Sen. Bernie Sanders still somehow manages to have more inherent coolness than any other candidate running for president at this time, and recently it has increased upon the discovery of a video from 1963 where the senator was arrested while standing up for his beliefs at a protest of racial segregation. For those who doubted his participation in the Civil Rights movement, there's now more proof that he was definitely out there fighting the good fight. The Chicago Tribune conjured up an old photograph and video of Bernie Sanders arrested at a protest and being whisked away by two officers.
Sanders attended the University of Chicago, where he enrolled in 1960, and he graduated in June 1964 with a bachelor of arts degree in political science and one arrest under his belt for standing up for human rights.
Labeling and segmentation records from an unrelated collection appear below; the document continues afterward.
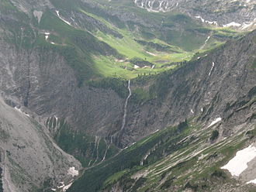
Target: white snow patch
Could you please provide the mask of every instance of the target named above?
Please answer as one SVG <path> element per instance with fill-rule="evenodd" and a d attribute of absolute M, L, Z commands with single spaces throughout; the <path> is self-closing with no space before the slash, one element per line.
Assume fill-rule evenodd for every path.
<path fill-rule="evenodd" d="M 221 121 L 221 118 L 217 118 L 213 122 L 212 122 L 212 123 L 208 127 L 211 127 L 211 126 L 213 126 L 213 125 L 216 124 L 217 122 L 219 122 L 220 121 Z"/>
<path fill-rule="evenodd" d="M 159 129 L 155 130 L 155 131 L 153 132 L 151 134 L 155 133 L 155 132 L 159 132 Z"/>
<path fill-rule="evenodd" d="M 71 175 L 73 177 L 79 174 L 79 171 L 76 170 L 74 166 L 70 167 L 67 170 L 67 174 Z"/>
<path fill-rule="evenodd" d="M 247 184 L 250 184 L 250 183 L 254 183 L 256 184 L 256 179 L 255 180 L 250 180 L 248 182 L 246 183 Z"/>
<path fill-rule="evenodd" d="M 23 112 L 22 111 L 21 111 L 20 108 L 18 108 L 17 107 L 14 107 L 15 109 L 16 109 L 18 111 L 24 114 L 26 116 L 28 116 L 28 117 L 30 117 L 29 114 L 26 113 L 26 112 Z"/>
<path fill-rule="evenodd" d="M 57 188 L 61 189 L 63 188 L 65 185 L 64 184 L 64 182 L 61 182 L 60 183 L 61 185 L 61 186 L 57 186 Z"/>
<path fill-rule="evenodd" d="M 200 19 L 202 22 L 205 22 L 205 23 L 208 23 L 210 25 L 215 25 L 215 26 L 218 26 L 217 22 L 213 21 L 213 22 L 210 22 L 210 21 L 207 21 L 204 19 L 202 19 L 200 15 L 195 16 L 196 19 Z"/>
<path fill-rule="evenodd" d="M 151 53 L 151 52 L 149 52 L 149 51 L 146 51 L 146 53 L 149 55 L 152 55 L 152 56 L 157 56 L 156 54 Z"/>
<path fill-rule="evenodd" d="M 247 163 L 255 157 L 256 148 L 251 145 L 247 148 L 237 152 L 235 157 L 230 160 L 226 166 L 221 167 L 221 169 L 227 170 L 232 176 L 238 177 L 247 168 Z"/>
<path fill-rule="evenodd" d="M 213 62 L 212 68 L 211 68 L 211 70 L 210 70 L 210 71 L 209 71 L 209 76 L 210 76 L 210 75 L 211 75 L 211 74 L 212 74 L 212 71 L 213 71 L 213 67 L 214 67 L 214 65 L 215 65 L 215 63 L 214 63 L 214 62 Z"/>
<path fill-rule="evenodd" d="M 230 23 L 223 25 L 223 27 L 230 27 L 230 26 L 240 26 L 241 24 L 235 22 L 232 22 Z"/>
<path fill-rule="evenodd" d="M 62 19 L 62 18 L 61 17 L 61 15 L 60 15 L 60 11 L 57 11 L 57 10 L 56 10 L 56 13 L 57 13 L 57 16 L 58 16 L 62 21 L 64 21 L 64 22 L 66 22 L 67 25 L 71 26 L 71 23 L 70 23 L 69 22 L 66 21 L 65 19 Z"/>
<path fill-rule="evenodd" d="M 73 184 L 73 183 L 70 183 L 68 185 L 64 186 L 62 189 L 62 191 L 65 192 L 67 190 L 68 190 L 71 187 L 72 184 Z"/>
The Clinton campaign and others have questioned Sanders' commitment to civil rights; some, like civil rights leader John Lewis, have even gone so far as to declare they did not see Sanders at any major civil rights events. Well, for the naysayers, this video says it all. It is now clear that a young Sanders was willing to risk his own future in politics with an arrest on his record because he believed in doing the right thing. If that isn't a testament to the man's character, I don't know what else could prove it.
The short film clip depicts a man with short, wavy hair and thick glasses surrounded by police, and then subsequently carried off by two officers as he hunches forward. This event occurred in Englewood, Illinois, where Chicago Public Schools was planning to construct a new school. Sanders was protesting segregation at the new establishment.
On Monday, a film company called Kartemquin Films uploaded the footage, and on Friday, a spokesman for Sanders' campaign, Michael Briggs, and a senior adviser to the campaign, Tad Devine, said Sanders confirmed his identity in the video. Apparently, he recognized the watch he was wearing. Sounds awfully Bernie of him, doesn't it?
Now that voters know Sen. Sanders was actually present during the Civil Rights Movement, perhaps the two progressive candidates' respective bases can quit trying to prove who is more dedicated to civil rights. Both candidates have clearly put good time into eliminating institutional racism, and both Sanders and Hillary Clinton will do their best to continue the fight, regardless of who takes the White House.